One major bone of contention between Adityanath and the central leadership is former Gujarat cadre IAS officer and now UP MLC AK Sharma.

When COVID-19 cases spiked in Modi's constituency Varanasi, Sharma was tasked with personally monitoring the pandemic situation in the district. The cases did come down eventually and some say Sharma's intervention played a role.

The fact that Sharma was made an MLC soon after he took voluntary retirement from the IAS in January 2021 was a clear indication that Modi had a larger role for him in mind in Uttar Pradesh.

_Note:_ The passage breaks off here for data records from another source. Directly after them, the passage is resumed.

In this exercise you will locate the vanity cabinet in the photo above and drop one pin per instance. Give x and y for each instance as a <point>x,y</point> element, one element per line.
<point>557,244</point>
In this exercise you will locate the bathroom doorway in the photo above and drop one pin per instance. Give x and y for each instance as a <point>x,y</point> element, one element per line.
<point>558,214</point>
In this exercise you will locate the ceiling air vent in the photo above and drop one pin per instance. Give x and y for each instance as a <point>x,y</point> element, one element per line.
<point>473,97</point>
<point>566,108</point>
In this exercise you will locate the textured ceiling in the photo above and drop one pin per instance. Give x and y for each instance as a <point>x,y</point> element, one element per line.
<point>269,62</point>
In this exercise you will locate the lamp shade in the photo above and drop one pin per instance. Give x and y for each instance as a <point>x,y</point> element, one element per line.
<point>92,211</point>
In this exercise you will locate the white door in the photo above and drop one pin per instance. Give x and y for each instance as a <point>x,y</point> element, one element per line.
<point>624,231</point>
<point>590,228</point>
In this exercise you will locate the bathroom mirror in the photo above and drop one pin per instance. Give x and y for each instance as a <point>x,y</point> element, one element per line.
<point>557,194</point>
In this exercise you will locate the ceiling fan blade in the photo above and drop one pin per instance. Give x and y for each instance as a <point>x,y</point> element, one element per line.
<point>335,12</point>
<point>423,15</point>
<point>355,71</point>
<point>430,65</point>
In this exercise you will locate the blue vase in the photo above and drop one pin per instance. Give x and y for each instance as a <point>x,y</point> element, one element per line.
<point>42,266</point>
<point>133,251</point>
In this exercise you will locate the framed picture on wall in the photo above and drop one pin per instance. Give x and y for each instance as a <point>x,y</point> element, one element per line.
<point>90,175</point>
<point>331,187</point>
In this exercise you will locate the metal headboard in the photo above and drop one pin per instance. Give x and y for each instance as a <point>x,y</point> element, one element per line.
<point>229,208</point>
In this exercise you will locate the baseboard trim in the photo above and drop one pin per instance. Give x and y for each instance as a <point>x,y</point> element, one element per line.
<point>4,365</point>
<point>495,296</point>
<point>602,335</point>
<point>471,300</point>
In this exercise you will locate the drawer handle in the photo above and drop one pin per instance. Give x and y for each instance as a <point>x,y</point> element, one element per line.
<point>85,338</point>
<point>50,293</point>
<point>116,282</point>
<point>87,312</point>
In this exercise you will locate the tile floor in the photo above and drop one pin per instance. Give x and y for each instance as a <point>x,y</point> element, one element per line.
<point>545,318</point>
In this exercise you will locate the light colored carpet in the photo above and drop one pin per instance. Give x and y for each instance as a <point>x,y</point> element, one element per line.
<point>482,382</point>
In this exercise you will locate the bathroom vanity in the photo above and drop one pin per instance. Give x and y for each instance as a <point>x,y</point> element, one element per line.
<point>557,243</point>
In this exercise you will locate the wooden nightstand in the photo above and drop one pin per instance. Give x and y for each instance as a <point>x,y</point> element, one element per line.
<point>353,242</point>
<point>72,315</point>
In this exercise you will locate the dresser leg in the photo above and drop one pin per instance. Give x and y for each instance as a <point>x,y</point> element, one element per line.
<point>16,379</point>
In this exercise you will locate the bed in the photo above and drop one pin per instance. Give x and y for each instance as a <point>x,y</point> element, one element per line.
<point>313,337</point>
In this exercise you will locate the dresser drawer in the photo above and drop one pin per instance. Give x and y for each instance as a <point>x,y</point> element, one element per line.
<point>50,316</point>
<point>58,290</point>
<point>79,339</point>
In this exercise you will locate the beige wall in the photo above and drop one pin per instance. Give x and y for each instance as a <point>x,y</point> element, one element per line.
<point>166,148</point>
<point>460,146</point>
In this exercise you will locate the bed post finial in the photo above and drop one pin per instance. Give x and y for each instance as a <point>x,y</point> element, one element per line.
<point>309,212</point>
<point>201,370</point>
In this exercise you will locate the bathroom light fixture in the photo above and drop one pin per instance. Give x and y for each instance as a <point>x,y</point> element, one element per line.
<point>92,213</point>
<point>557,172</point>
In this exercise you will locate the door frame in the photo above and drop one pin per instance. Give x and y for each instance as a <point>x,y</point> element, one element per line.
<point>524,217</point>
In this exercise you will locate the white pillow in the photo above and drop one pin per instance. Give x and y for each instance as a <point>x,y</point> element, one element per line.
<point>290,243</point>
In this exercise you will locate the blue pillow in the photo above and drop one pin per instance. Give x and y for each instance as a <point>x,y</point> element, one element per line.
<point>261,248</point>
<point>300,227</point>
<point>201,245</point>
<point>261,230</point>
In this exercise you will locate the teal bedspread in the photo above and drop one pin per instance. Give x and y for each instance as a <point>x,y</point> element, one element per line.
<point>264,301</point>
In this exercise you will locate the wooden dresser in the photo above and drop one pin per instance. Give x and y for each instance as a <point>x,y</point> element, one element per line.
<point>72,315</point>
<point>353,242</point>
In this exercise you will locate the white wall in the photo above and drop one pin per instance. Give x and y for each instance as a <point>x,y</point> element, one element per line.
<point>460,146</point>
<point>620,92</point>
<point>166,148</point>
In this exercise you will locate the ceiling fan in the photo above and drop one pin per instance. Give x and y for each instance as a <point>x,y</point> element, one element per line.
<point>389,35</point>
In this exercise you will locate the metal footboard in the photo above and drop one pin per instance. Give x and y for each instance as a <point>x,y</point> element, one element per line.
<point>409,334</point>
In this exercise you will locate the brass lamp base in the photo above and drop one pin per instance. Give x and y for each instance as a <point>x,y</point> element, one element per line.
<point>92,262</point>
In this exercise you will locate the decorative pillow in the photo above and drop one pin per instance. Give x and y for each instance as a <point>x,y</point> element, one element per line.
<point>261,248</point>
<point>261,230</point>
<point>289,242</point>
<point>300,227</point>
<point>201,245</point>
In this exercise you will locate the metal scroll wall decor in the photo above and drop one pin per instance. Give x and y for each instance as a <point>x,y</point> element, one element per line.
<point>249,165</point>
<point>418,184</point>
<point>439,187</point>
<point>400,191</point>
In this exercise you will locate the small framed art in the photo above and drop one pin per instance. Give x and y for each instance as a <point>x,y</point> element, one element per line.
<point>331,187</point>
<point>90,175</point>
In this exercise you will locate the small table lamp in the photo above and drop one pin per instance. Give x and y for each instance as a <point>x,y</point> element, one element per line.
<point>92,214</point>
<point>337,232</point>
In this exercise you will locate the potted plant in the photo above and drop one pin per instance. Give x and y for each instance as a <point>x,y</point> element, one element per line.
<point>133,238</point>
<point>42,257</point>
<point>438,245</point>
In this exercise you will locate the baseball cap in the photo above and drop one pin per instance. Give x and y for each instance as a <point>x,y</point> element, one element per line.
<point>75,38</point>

But Sharma and Adityanath got off on the wrong foot from the very beginning. The CM saw Sharma as someone who had been foisted upon him by Modi and Shah. Sharma, on the other hand, didn’t quite help matters with his style of functioning and took time to understand the ways of doing politics in UP.

Apparently, Sharma, used to being a top bureaucrat in Gujarat, acted in an imperious manner which ruffled feathers in the UP government.

On one occasion, Adityanath is even said to have told him off in a harsh manner.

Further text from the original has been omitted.